Bei allen Maßnahmen werde er die Interessen der einheimischen Bevölkerung stets genauso im Blick haben wie die der Zuwanderer, betonte der Ministerpräsident: „Wir machen da keinen Unterschied.“Das Geld sei gut angelegt, warb der CSU-Chef: „Missratene Integration würde unserer Gesellschaft viel teurer kommen.“Zudem werde die Staatsregierung ein bayerisches Integrationsgesetz auf den Weg bringen, das „Grundregeln und gemeinsame Werte“eines gelingenden Zusammenlebens festschreiben soll. „Kernbestand ist dabei das Erlernen der deutschen Sprache.“
Zugleich bekräftigte die Staatsre- gierung ihre Forderung nach einer Begrenzung der Zuwanderung: „Integration wird nur gelingen, wenn es gelingt, das Ausmaß der Zuwanderung zu begrenzen“, betonte Seehofer.

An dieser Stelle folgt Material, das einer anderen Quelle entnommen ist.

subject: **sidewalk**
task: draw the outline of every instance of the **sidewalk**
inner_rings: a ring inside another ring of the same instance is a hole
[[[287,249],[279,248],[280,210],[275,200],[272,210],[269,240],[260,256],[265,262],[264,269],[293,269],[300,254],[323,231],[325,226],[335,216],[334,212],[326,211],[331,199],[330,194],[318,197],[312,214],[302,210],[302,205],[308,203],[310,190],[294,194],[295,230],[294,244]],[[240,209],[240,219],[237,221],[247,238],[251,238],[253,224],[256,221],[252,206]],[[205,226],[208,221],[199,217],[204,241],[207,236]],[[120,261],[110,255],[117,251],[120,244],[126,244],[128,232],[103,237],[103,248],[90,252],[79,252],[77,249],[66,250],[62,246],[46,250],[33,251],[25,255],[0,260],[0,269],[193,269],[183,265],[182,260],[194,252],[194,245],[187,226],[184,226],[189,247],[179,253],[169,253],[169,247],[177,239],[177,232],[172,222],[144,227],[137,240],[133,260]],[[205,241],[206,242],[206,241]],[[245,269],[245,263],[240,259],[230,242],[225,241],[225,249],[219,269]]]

Das Kabinett beließ es aber bei der erneuten Androhung eigener „Notwehrmaßnahmen“: „Wenn Berlin nicht handelt, dann tun wir das, was notwendig ist“, sagte Seehofer. Konkret drohte der CSUChef mit einer Verfassungsklage gegen den Bund. Dieser gefährde durch Untätigkeit in der Flüchtlingskrise die „eigenstaatliche Handlungsfähigkeit der Länder“.
Bei der Flüchtlingsaufnahme sei die Belastungsgrenze erreicht: „Die Bevölkerung will keine warmen Worte mehr und auch keine erfolglosen Ortstermine“, sagte Seehofer. Er kritisierte scharf die Aussage von Kanzlerin Angela Merkel, man könne nicht die 3000 Kilometer der deutschen Außengrenze sichern. Dies sei eine „Kapitulation“, die von der Bevölkerung nicht verstanden werde. Kanzleramtsminister und Flüchtlingskoordinator Peter Altmaier (CDU) sieht die angedrohte Verfassungsklage gelassen. Die Bundesregierung habe überhaupt keinen Anlass, sich deswegen Gedanken zu machen, sagte er.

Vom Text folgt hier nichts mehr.